Alstom et le Fonds stratégique d'investissement (FSI) avaient annoncé début avril étudier un projet de reprise à hauteur de 85% de Translohr, pour un montant d'environ 60 millions d'euros.

Après une étude approfondie du dossier qui a révélé une situation jugée "beaucoup plus difficile" qu'annoncé par Alstom, l'offre a été ramenée à 35 millions d'euros, selon des déclarations à la presse de Robert Lohr, le PDG de ce groupe à capitaux familiaux.

Selon les syndicats, l'accord envisagé porte encore sur le prix mais aussi sur un éventuel abandon de créances bancaires.

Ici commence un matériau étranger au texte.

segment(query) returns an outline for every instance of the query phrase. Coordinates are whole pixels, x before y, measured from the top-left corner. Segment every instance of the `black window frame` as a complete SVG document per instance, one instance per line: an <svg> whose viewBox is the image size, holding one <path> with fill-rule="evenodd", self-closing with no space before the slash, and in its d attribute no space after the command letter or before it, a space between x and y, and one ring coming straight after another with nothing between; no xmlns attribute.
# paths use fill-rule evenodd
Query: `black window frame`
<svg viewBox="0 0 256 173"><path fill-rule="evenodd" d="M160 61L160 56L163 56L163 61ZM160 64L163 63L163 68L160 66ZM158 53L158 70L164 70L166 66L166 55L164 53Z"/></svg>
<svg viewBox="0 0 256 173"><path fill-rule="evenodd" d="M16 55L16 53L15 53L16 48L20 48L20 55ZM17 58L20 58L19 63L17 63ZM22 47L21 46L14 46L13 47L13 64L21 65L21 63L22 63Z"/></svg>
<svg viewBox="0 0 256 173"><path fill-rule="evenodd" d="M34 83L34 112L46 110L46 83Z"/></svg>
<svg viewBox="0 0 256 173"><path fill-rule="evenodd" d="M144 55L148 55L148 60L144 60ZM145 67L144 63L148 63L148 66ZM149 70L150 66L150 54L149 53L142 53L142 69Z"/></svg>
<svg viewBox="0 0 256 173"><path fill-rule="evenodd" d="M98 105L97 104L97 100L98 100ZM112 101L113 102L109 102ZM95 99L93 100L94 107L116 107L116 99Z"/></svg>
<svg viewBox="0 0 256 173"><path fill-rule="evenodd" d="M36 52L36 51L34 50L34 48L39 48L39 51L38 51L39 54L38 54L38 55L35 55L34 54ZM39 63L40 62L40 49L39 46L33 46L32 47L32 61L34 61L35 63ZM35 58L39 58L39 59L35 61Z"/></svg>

La situation financière du groupe Lohr s'est détériorée depuis 2008 et les suites de la crise financière qui ont touché ses différentes activités liées à l'industrie automobile ou à la commande publique. Selon les syndicats, Robert Lohr a expliqué au tribunal avoir "mal anticipé la durée de la crise" et avoir aussi fait preuve "d'un peu de naïveté vis-à-vis d'Alstom".

"Certains salariés lui en veulent mais d'autres lui sont reconnaissants d'avoir voulu maintenir l'emploi. Il aurait dû procéder à des licenciements il y a bien longtemps", a estimé Yves Mattern, en précisant que la chose était difficile à dire pour un syndicaliste.